Because habitants did not practice fertilization, the soil became exhausted. In addition, an increase in population meant there was not sufficient land for everyone. Some villagers moved to the west side of the Mississippi and founded Ste. Genevieve about 1750, in present-day Missouri. They quickly created an agricultural community with characteristics similar to St. Philippe.

===British rule===
Following their victory in the French and Indian War (also known as the Seven Years' War), the British gained possession of French lands east of the Mississippi, excluding New Orleans. The Treaty of Paris was signed in 1763; however, the British did not arrive in force until 1765. To avoid British rule, many of the town's French residents moved across the Mississippi River to towns such as Ste. Genevieve and St. Louis in what was now, via the secret Treaty of Fontainebleau, Spanish Louisiana. Additionally, King George III's Royal Proclamation of 1763 designated all the land west of the Appalachians and east of the Mississippi as an Indian Reserve. He tried to prevent settlers entering from the then-British Colonies.

===American Revolution===
During the American Revolutionary War, George Rogers Clark captured Prairie du Rocher for the colonies in his campaign that resulted in the capture of Vincennes, Indiana. Reportedly, his campaign caused some of the remaining French settlers to emigrate to the Spanish-controlled territories west of the Mississippi, leaving relatively few in Prairie du Rocher. Many of the subsequent settlers of the area had been members of Clark's campaign, or were related to someone who was. They were convinced of the promise of the area by tales of the fertility of the soil in the area now called American Bottom.

==Environmental impact==

===Flooding===
The cutting of the forest trees and deforestation of the shoreline, on both sides of the Mississippi River, caused the river banks to collapse, which continuously flooded large tracts of land, including the village of St. Philippe.

===Fort de Chartres===
Fort de Chartres was a French military fort constructed in 1718, about three miles south of the colonial settlement of St. Philippe. It was a trading post established at the site of an Indian village.

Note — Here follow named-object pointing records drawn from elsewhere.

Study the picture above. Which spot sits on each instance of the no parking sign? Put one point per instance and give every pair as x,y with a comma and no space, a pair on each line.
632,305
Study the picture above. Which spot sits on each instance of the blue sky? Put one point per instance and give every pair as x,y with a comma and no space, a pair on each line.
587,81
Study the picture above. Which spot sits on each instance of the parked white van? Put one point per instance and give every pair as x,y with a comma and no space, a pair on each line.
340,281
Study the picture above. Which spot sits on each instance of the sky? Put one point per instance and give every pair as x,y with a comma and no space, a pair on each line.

In the 20th century, the fort was designated as an Illinois state historic site and partially reconstructed. Due to state budget cuts, in the fall of 2008, the fort was closed to visitors until the following spring. Since the fall of 2009, the fort has again been staffed and open to visitors.

===Village abandonment===

Because St. Philippe was within the floodplain of the American Bottom and suffered severe seasonal flooding, the village was eventually abandoned before 1765, as was Fort de Chartres.